Even Richard Conniff in his book Swimming with Piranhas at Feeding Time Piranha told that the picture is not as long as this dibesar2kan by Hollywood filmmakers are not true. Richard Conniff prove it by deciding to "soak" at Seaworld Aquarium in Dallas, USA, as piranhas are being fed. Richard Conniff is an American writer who specializes in tulisan2 about the wild and binatang2 legs 2, 4, 6 and 8. He has written journal in TIME, Smithsonian Magazine, Atlantic Monthly, New York Times, National Geographic and others. In addition he is also a presenter acara2 wild life in National Geographic, Animal Planet, BBC and others.

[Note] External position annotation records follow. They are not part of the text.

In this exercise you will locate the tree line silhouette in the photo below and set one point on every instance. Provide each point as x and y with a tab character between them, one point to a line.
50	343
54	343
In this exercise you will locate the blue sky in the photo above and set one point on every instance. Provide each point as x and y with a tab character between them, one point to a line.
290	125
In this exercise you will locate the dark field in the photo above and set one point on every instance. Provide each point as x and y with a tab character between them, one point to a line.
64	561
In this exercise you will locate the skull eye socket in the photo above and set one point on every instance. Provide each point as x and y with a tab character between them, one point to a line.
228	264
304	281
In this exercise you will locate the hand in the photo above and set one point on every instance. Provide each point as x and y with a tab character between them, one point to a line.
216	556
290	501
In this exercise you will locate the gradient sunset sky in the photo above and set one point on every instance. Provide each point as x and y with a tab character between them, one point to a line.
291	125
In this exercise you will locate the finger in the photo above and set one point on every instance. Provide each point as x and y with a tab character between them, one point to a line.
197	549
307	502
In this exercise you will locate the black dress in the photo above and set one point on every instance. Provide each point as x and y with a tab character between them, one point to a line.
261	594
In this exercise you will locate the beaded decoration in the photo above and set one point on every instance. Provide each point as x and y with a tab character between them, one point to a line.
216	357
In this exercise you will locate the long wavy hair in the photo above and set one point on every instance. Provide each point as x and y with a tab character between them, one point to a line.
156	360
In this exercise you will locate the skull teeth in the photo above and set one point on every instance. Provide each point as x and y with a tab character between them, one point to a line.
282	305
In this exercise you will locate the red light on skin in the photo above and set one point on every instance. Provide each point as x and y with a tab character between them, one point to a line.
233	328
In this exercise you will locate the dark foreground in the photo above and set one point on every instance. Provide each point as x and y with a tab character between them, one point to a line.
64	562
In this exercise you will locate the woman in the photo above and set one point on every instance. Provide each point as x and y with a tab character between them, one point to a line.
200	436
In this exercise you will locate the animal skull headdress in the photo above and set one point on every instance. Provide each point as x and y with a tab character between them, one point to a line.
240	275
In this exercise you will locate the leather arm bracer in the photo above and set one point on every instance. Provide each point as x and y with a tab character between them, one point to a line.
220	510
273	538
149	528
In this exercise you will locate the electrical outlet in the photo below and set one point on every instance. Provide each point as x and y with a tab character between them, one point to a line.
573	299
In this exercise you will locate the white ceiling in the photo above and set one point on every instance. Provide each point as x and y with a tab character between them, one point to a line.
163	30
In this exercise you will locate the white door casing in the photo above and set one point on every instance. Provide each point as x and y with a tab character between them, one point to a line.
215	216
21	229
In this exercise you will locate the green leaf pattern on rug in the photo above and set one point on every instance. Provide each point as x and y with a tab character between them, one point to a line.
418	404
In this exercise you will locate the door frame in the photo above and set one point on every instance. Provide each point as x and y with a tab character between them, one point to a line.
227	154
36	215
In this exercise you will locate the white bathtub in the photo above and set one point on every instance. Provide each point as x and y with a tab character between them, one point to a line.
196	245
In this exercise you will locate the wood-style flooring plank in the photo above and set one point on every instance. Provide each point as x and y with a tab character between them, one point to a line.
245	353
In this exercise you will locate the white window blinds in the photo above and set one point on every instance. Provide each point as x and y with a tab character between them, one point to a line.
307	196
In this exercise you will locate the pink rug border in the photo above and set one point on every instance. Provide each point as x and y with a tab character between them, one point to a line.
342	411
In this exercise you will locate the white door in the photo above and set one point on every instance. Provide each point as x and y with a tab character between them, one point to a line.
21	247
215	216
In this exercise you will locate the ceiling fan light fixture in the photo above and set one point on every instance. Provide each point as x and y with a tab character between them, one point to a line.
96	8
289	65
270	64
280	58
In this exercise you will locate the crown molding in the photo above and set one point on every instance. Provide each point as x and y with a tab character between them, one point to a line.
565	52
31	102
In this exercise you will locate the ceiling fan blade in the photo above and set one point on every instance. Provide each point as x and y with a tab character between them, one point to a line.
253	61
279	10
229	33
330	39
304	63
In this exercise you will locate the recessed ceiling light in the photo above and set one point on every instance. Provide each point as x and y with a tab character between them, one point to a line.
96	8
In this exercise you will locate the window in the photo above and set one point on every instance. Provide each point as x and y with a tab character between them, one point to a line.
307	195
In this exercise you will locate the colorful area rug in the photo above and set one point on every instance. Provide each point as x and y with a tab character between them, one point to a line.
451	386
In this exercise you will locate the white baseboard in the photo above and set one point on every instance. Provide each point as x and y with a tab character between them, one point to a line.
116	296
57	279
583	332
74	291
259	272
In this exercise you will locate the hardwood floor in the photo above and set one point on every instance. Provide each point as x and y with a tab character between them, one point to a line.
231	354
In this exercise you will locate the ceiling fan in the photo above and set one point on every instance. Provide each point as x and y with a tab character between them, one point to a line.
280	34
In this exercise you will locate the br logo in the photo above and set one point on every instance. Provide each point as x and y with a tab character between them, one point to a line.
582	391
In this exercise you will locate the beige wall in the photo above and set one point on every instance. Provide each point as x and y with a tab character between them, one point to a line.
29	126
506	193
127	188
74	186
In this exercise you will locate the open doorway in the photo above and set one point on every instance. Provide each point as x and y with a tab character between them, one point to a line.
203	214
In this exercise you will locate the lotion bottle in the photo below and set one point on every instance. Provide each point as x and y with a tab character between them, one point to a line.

End of 2003, Professor Ivan Sazima wrote about how an increasing number of dams the river that leads to increased cases of piranhas attacking the people who bathe in the river. He described it in ilmiahWilderness and Environmental Medicine journal about how the parent caring for piranhas that their babies will protect their children from the man with just one bite per manusia.Sebuah usually dammed the river to slow the water so that tourists and local people can swim, or to flood prevention along with the increasing population. But the spots piranha (Serrasalmus spilopleura) happy breed in the water flow is slow. They spawn in the weeds floating or submerged. Rapid flow usually bring these plants to other places, but they survive better in the calm water, so the piranha will increase 10-fold under such conditions. The anxious parent piranha keeping their larvae, which swim comfortably in the shade plants itu.Sayangnya, swimmers had suddenly disrupt aquatic plants and bayi2 piranha. Parents upset piranhas will swoop down to give a warning bite on the swimmer, circle-shaped leaves bloody wounds. However, other piranhas will leave the swimmer alone and never do a series of tearing flesh down to the bone as it is known in the film city of Santa Cruz-film.Di in Conceicao, on the banks of the Rio Mogi Guacu, there never was a piranha bite before the river dammed to in 1998. But since then, the emergence of piranha attacks increased. In a short time during the five weeks, there are 38 piranha attacks - everything is done to protect babies piranha.

Barry Chernoff, Professor of Environmental Studies from Wesleyan University called piranha as "fake monster". His allegation is that the European explorers who first went to South America and the specimen must be returned with stories to be quite impressive ancillary funds so that they would return to give the explorers a pile of money to go back and continue to explore them. His research in 1984 in South America to prove that there is no local (near the banks of the Amazon river) are often missing toes or hands after the move in the river. In fact, he testified that anak2 locals a relaxing swim in the river without a single case about piranha attacks.